Some witnesses supplied quantitative examples. Ted Liddy of the Colorado Association of Home Builders said regulatory costs can add roughly $93,870 to the price of a single-family home, representing a significant portion of development expenses. Minority Leader Caldwell noted research cited in testimony that, in some analyses, roughly 45% of the state's roughly 200,000 regulations were viewed as excessive or duplicative by certain business surveys.
Committee members asked how the five-year cadence was chosen and how much staff time the reviews would require. "We chose the time that we did not cause undue burden on any of the agencies with respect to their resources," Director Salazar replied, saying many programs already follow a five-year review cycle and the bill's fiscal note indicates no statewide adverse fiscal impact.

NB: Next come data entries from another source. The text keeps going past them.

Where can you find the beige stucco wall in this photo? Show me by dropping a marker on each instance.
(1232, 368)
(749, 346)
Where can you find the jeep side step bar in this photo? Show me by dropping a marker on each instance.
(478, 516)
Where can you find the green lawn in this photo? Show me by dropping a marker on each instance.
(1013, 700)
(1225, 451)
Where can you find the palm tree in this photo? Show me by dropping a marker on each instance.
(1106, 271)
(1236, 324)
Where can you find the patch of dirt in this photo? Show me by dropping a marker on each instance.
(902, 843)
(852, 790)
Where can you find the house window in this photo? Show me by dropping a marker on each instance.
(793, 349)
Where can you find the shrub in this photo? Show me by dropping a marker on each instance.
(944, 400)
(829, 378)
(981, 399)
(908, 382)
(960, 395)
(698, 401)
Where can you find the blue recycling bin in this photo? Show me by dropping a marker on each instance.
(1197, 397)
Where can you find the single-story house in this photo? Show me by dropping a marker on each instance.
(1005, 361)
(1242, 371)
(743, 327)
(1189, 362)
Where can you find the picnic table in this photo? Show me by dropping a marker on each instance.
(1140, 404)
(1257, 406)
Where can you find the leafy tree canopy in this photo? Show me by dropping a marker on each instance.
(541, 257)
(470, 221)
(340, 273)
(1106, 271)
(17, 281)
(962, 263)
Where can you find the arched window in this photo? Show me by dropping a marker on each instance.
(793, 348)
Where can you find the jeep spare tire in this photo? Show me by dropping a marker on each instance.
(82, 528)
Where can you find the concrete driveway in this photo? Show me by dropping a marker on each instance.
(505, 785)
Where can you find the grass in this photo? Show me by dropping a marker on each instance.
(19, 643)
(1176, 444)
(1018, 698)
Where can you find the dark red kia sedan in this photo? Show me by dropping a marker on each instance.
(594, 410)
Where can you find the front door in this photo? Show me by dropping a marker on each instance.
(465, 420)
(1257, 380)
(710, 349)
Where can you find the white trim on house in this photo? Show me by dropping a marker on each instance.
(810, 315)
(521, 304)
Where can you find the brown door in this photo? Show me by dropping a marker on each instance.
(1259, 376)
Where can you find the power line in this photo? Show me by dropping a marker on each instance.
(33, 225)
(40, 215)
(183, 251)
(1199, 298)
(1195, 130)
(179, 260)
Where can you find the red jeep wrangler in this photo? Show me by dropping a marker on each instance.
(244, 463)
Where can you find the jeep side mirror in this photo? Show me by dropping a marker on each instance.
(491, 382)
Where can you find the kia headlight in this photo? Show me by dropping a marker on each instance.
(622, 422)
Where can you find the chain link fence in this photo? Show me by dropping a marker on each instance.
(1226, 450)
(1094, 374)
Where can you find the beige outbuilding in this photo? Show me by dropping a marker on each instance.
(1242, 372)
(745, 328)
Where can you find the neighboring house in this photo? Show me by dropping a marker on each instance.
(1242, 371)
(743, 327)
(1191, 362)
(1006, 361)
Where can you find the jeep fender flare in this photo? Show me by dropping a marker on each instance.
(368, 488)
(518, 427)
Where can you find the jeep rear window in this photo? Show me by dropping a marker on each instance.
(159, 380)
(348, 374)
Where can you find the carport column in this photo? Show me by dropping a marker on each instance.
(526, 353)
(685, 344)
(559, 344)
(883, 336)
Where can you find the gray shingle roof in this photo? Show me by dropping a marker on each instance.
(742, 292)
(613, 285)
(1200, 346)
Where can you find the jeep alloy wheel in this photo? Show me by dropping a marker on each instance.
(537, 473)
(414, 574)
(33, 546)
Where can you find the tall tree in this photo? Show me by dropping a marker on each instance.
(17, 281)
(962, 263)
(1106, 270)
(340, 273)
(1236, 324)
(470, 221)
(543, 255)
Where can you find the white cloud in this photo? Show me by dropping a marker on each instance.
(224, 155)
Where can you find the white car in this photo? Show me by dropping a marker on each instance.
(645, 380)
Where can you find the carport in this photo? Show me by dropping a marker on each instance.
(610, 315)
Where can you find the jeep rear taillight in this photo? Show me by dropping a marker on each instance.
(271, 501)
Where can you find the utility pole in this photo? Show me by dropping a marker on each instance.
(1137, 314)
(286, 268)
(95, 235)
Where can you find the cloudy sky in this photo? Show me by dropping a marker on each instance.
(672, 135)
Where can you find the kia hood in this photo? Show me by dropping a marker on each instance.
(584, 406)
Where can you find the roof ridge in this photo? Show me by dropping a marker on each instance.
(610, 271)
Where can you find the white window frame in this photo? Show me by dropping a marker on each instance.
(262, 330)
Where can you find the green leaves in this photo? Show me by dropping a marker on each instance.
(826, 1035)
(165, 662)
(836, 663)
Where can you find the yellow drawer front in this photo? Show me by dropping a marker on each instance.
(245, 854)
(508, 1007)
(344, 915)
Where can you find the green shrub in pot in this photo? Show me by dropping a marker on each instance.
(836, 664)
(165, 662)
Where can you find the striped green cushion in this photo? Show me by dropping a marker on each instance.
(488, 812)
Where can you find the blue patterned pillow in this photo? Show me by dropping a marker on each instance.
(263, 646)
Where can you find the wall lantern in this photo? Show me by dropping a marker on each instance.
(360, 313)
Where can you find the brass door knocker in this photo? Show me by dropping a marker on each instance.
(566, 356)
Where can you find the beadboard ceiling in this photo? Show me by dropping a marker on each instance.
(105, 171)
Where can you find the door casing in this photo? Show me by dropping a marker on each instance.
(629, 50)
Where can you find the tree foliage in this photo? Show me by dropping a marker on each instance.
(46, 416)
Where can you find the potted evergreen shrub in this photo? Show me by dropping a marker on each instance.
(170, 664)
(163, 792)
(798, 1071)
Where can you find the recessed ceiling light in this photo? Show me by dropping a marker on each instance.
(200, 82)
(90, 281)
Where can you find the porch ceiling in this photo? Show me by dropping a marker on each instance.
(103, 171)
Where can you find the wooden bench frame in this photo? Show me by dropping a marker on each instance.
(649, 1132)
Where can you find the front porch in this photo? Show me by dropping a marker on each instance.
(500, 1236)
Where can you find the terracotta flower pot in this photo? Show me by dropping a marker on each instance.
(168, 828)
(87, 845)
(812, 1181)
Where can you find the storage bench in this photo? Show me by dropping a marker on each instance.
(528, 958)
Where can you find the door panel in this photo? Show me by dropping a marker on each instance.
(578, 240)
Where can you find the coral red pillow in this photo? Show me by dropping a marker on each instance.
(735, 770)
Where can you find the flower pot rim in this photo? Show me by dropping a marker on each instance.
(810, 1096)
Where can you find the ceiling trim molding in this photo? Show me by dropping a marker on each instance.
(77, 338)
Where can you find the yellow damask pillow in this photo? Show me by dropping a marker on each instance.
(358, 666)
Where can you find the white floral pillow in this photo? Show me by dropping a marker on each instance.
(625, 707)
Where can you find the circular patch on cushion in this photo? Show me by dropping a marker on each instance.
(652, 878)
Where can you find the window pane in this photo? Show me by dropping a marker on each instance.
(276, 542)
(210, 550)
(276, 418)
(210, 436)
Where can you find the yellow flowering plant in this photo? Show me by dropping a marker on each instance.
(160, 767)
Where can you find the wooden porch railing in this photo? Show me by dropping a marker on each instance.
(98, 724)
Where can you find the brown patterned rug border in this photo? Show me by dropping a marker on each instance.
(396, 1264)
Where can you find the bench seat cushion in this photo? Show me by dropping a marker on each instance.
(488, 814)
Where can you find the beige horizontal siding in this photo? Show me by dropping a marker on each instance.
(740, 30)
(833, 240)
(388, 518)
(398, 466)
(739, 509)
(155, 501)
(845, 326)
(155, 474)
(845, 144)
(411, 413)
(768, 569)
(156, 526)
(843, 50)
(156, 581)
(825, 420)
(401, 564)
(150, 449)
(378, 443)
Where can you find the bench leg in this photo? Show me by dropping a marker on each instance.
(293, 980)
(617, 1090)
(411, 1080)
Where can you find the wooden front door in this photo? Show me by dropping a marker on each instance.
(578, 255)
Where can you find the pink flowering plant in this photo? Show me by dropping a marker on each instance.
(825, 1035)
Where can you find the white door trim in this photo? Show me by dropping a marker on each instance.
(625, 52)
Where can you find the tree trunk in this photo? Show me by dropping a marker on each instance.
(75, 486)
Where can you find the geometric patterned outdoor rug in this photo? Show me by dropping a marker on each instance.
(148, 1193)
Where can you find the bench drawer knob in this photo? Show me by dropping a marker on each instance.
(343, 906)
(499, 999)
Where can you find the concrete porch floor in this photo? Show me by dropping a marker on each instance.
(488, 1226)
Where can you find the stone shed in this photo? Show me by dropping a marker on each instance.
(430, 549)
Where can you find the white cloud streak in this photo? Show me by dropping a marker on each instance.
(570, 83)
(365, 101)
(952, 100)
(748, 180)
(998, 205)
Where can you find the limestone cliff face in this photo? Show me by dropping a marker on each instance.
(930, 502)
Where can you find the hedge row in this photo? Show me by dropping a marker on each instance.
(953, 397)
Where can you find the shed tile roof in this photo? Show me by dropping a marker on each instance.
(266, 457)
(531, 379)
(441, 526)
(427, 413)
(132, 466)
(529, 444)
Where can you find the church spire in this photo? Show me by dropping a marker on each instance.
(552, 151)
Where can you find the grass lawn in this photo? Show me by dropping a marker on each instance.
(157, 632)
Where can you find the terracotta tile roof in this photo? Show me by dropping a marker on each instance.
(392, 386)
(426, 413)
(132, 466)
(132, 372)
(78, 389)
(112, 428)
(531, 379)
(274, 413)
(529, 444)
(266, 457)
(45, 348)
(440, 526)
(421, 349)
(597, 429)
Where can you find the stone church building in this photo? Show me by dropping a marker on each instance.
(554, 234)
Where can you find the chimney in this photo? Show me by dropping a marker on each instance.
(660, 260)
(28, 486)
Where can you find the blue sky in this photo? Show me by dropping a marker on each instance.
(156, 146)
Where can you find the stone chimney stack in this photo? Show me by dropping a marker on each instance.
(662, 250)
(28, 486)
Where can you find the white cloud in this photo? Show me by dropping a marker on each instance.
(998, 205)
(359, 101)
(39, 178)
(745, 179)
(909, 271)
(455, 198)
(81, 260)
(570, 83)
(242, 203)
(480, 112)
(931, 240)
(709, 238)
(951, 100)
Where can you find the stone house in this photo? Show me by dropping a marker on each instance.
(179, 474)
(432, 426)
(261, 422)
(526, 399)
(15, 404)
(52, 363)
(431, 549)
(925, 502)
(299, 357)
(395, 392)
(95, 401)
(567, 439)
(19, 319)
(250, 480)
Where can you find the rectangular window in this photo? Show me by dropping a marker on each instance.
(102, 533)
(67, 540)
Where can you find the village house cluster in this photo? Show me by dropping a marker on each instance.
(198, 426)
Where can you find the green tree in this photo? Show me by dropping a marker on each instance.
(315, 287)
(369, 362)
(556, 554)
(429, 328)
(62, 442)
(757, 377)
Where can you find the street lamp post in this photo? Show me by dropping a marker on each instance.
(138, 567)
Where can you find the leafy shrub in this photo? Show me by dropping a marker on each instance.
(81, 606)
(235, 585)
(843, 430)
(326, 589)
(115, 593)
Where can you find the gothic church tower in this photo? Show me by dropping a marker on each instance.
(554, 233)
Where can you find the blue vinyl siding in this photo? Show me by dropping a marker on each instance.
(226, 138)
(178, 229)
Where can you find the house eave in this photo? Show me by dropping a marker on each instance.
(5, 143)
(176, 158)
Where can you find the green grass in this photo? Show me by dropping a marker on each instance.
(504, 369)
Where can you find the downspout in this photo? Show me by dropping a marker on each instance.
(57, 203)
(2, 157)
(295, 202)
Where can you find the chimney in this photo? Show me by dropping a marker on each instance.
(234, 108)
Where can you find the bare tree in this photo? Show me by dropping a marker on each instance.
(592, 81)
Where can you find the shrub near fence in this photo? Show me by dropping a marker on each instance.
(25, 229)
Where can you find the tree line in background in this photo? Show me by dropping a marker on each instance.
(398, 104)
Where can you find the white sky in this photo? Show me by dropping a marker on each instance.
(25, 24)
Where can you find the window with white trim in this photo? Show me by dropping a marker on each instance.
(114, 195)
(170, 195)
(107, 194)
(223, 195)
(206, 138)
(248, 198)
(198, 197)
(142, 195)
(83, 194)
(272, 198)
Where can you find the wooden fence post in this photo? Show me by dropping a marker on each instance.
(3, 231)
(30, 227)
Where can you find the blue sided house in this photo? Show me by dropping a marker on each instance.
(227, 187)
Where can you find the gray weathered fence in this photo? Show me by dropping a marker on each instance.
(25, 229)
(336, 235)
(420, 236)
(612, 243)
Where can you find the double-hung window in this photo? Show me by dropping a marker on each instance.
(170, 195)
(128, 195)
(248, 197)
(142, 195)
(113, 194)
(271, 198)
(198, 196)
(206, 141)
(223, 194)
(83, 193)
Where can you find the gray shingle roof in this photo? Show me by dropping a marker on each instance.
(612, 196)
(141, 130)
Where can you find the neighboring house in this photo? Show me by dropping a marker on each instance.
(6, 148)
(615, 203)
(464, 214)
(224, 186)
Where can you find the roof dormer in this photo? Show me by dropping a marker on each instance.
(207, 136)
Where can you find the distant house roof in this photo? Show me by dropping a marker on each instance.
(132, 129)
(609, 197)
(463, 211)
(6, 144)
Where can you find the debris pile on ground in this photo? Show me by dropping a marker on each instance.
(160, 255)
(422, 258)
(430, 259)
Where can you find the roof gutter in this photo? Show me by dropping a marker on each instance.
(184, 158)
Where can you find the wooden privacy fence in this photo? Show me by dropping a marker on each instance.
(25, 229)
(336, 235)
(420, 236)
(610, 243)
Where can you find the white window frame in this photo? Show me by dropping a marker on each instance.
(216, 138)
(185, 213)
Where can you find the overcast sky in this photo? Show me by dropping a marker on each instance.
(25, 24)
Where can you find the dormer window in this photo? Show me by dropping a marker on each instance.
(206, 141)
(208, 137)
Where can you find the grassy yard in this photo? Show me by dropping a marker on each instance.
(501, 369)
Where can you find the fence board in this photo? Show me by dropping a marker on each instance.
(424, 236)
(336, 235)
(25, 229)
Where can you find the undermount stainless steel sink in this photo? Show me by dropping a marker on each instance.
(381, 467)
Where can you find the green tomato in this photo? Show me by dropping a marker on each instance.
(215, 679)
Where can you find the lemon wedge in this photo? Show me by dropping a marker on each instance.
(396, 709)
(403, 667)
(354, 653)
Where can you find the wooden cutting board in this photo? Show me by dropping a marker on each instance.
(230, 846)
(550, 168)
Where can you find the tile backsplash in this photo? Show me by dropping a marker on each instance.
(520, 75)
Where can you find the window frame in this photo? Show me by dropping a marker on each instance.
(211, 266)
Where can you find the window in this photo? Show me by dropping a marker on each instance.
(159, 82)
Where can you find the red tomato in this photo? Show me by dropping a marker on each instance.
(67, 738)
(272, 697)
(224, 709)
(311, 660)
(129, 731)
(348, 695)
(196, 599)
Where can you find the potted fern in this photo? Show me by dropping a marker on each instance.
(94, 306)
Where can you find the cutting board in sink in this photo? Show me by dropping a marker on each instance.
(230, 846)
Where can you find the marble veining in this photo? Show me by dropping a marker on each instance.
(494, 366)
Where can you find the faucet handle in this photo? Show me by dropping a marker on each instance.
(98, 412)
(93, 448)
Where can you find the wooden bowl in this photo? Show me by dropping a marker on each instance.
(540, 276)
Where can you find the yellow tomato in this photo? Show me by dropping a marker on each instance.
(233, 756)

Members asked whether more frequent reviews (for example, every three years) might be preferable for fast-moving programs; sponsors said the five-year floor balances regular oversight and resource constraints while still allowing agencies to review more often where appropriate.
The committee also called a representative from the Attorney General's office to clarify language about discovery and agency records after litigation experience involving a multi-state case. The AG's office said the bill language is intended to clarify the mechanism for third-party discovery when an agency holds information potentially relevant to an AG-led consumer protection case under Title 6.
Supporters stressed the bill is not intended to dismantle protections. "We are not here advocating for the elimination of programs, divisions, or agencies," Lauren Furman said, while arguing the measure would help ensure rules are "doing what they are intended to do".
After testimony and questions, Representative Gonzales moved to send SB 137 to the House Committee of the Whole with a favorable recommendation. The committee recorded a roll call vote with 12 in favor, none opposed and one member excused; the motion passed. The committee chair then adjourned the hearing.
The next step is consideration by the House Committee of the Whole; no additional amendments were adopted in the committee hearing.